The invitation sent the message: Giorgio Armani would be going green —lime green, to be exact. But the show notes were titled, “Fade to Grey.” The combination proved Armani’s primary motif: a base of gray and black fused with shots of the acid bright. “Lime green is a color that stands out,” Armani said after his show. “It’s a stimulating color…It also represents something avant-garde.”

Perhaps so, although here Armani flexed his avant muscle with the utmost discretion. His primary approach was straightforward, his classic tailoring rendered in numerous variations. He opened strong, using different shades of gray, often in combination, for jackets, pants and dresses. He loosened his tailoring for easy coats with one-button closures at the neck.

Then the green leitmotif showed up subtly at first, as a small stripe on a jacket collar, but before long Armani incorporated it into the clothes more obviously  — the yoke of a charming black dress — or full on, in dresses and integrated separates.

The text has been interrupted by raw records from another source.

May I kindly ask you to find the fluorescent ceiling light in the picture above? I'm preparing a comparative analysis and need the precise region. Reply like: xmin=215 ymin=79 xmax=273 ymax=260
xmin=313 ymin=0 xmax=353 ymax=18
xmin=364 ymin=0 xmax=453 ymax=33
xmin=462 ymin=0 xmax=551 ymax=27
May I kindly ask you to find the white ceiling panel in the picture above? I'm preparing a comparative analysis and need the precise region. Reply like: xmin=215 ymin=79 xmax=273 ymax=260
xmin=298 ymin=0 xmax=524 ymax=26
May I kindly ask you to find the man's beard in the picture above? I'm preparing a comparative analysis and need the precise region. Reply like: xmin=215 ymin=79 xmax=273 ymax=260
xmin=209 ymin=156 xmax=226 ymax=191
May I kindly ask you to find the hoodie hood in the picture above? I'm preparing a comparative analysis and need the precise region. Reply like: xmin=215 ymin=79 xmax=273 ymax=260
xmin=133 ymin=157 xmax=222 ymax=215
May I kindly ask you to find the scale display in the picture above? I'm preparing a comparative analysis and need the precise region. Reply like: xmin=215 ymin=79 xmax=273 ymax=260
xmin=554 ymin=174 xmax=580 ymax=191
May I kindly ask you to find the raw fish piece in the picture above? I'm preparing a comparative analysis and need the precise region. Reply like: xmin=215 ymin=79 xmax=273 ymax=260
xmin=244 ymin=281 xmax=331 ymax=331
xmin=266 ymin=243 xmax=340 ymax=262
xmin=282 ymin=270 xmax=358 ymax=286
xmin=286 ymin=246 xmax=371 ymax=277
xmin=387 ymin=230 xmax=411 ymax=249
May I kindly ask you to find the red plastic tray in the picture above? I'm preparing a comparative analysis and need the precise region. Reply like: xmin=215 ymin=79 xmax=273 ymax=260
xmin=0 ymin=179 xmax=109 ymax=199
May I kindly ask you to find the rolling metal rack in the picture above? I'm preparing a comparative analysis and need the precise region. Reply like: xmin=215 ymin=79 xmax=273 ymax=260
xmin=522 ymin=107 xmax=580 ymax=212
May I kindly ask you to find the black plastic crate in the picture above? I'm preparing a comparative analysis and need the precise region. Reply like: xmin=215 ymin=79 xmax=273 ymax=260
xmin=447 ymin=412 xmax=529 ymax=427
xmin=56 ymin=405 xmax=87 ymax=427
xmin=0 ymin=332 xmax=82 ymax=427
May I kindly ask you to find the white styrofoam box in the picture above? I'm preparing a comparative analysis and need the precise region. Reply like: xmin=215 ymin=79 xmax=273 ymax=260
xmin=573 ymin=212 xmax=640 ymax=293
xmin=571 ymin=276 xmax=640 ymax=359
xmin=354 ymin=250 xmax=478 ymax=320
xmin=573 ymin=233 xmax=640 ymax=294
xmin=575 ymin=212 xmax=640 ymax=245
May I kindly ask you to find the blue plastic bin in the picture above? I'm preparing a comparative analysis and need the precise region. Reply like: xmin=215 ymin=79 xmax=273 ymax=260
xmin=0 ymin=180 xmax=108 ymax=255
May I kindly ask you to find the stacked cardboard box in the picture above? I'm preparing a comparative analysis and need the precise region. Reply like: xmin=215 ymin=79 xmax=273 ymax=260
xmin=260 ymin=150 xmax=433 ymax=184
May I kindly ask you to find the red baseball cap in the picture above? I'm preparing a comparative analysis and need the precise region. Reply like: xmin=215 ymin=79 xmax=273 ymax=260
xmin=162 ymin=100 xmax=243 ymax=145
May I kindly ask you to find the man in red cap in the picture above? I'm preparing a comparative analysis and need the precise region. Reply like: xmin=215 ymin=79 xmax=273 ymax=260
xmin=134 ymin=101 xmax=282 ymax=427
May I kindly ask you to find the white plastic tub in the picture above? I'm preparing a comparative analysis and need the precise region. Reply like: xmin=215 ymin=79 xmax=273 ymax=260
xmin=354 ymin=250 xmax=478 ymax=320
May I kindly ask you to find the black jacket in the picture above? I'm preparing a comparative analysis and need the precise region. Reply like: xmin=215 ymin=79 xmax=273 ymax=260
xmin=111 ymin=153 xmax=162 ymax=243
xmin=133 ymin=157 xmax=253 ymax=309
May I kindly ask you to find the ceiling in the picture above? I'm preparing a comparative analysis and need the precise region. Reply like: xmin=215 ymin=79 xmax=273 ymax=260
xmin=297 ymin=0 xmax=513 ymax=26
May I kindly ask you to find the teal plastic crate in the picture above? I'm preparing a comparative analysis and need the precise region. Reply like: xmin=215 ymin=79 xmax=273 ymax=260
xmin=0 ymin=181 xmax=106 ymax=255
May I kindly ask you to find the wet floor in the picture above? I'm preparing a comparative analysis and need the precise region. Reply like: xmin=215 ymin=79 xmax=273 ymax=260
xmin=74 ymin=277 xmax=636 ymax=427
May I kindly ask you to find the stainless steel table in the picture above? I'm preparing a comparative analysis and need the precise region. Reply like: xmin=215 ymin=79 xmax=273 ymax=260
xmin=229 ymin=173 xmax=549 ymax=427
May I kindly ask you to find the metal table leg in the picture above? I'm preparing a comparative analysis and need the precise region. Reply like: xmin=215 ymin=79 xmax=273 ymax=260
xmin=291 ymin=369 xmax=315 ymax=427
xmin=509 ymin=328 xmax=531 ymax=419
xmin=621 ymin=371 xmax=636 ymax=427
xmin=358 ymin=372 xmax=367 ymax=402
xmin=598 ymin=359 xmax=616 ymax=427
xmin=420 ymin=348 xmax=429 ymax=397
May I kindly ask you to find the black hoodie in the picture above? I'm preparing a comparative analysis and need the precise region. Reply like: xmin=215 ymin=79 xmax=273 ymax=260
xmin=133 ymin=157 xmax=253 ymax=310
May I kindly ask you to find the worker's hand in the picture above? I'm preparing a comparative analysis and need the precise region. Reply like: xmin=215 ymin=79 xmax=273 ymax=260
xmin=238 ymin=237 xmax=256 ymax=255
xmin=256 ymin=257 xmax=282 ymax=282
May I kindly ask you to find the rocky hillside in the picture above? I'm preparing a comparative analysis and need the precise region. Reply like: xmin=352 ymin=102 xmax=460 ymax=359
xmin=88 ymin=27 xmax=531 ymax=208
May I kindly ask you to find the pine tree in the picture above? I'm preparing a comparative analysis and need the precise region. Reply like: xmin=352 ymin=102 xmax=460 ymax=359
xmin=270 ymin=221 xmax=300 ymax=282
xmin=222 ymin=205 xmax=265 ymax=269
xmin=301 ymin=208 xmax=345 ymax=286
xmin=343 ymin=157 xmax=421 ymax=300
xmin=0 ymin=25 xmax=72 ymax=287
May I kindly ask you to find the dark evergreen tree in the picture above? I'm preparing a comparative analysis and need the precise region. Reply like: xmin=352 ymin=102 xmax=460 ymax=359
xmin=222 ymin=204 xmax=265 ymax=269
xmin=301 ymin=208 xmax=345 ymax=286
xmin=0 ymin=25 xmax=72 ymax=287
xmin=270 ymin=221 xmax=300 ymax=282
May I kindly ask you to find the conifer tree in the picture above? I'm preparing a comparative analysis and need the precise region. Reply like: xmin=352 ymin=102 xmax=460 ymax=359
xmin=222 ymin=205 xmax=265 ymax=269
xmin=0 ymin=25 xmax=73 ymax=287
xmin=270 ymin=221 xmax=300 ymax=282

Evening started with black jackets and T-shirts over fluid green pajama pants, some of them crystal-embroidered. The mood here was casual, sometimes too much so, as in just-pulled-the-black-top-out-of-the-closet casual. But it picked up with pretty gowns, some cut with interesting bodice treatments. These came in gray and black with varying degrees of lime. At highest color intensity, they had a certain bravado. Come Oscar night, will someone dare?